I have a doubt about the analysis of immunofluorescence signals on Image J. I need to analyse chromatin fibres (so lines with fluorescent signals) and then I want to make a Plot. The question is: How I can remove background from the Plot? I need to ideally quantify a black area of the image, then plot it and remove the list valued from the the list values of Plot of my fibres. But I dont know how to do it in a simply and automatic way. Let me know.
Thank you very much.
If your background is uniform, have you considered background subtracting your entire image?
If you measure the mean background intensity, you can remove the average from every pixel with the
Then, when you measure a line profile, the values will already be background subtracted.
Hope that helps!
thank you very much for you reply…and if the background is not homogeneous and changes for one image to the other?
You can do a (different) background substraction for every image.
Thank you. Ok, really helpful. Just the last doubt, if my image has different mean background, is it corret doing a mean of the different intensities mean and then substract the mean value?
The question is more why your images have different mean background : acquisition parameters are different ? sample have lot of variability ?
In the first case, no need to mean the means, in the second case, why not ?
Well, acquisition parameters change because there is a lot of variability in the same sample. I mean, in one slide i can change even 4 or more times the acquisition parameters because the signals are stronger or less intense depending on a lot of factors which I can’t control. So if I have to plot the signals, I need to substract at least background from every image so to make comparable profile . Moreover, if in the same image I have a part of field with more intense background and an other part of the same image with almost 0 background, doing the mean of these two values makes sense? Thank you.
As far as I know, you really can’t compare images that you took with different acquisition parameters unless you have some sort of control to correlate them, like a bead or something that is in focus and would have a constant signal in each image (I am not sure reading the background would count here because that frequently changes with the depth of the sample). And I’m not even confident that would work well.
If the signals are more or less intense, you generally have to let them be more or less intense, assuming you don’t go over the limits of what the detector can read.

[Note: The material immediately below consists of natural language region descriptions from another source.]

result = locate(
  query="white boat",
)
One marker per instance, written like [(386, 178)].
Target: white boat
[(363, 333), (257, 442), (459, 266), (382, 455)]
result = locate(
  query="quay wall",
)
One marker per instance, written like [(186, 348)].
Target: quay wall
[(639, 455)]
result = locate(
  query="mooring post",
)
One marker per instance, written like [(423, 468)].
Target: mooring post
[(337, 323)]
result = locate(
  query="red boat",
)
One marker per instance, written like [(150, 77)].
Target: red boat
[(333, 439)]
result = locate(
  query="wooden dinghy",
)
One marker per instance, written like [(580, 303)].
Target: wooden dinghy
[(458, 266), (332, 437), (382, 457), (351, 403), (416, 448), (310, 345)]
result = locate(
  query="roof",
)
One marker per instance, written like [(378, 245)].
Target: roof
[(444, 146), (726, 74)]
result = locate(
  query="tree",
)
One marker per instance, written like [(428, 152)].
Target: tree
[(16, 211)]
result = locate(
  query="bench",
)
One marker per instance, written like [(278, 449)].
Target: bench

I know that changing parameters images can be not comparable. I know the parameters and in the elaboration phase, I compare only fibres with same parameters acquisition. The problem is that in a same image there could be different backgrounds just because the signal has more or less background in one part of the slide rispect than other one. I think that its normal in immunofluorescence to have a variable background all along the slide.
I agree with both of you that changing parameters may introduce a bias and make images un-comparable. But I don’t feel that using a mean background (the same for all images) would correct this bias.
What I would recommand would be to use the same analysis method for all sample. Background substraction is an “adaptative” method that will take into account the uneven background.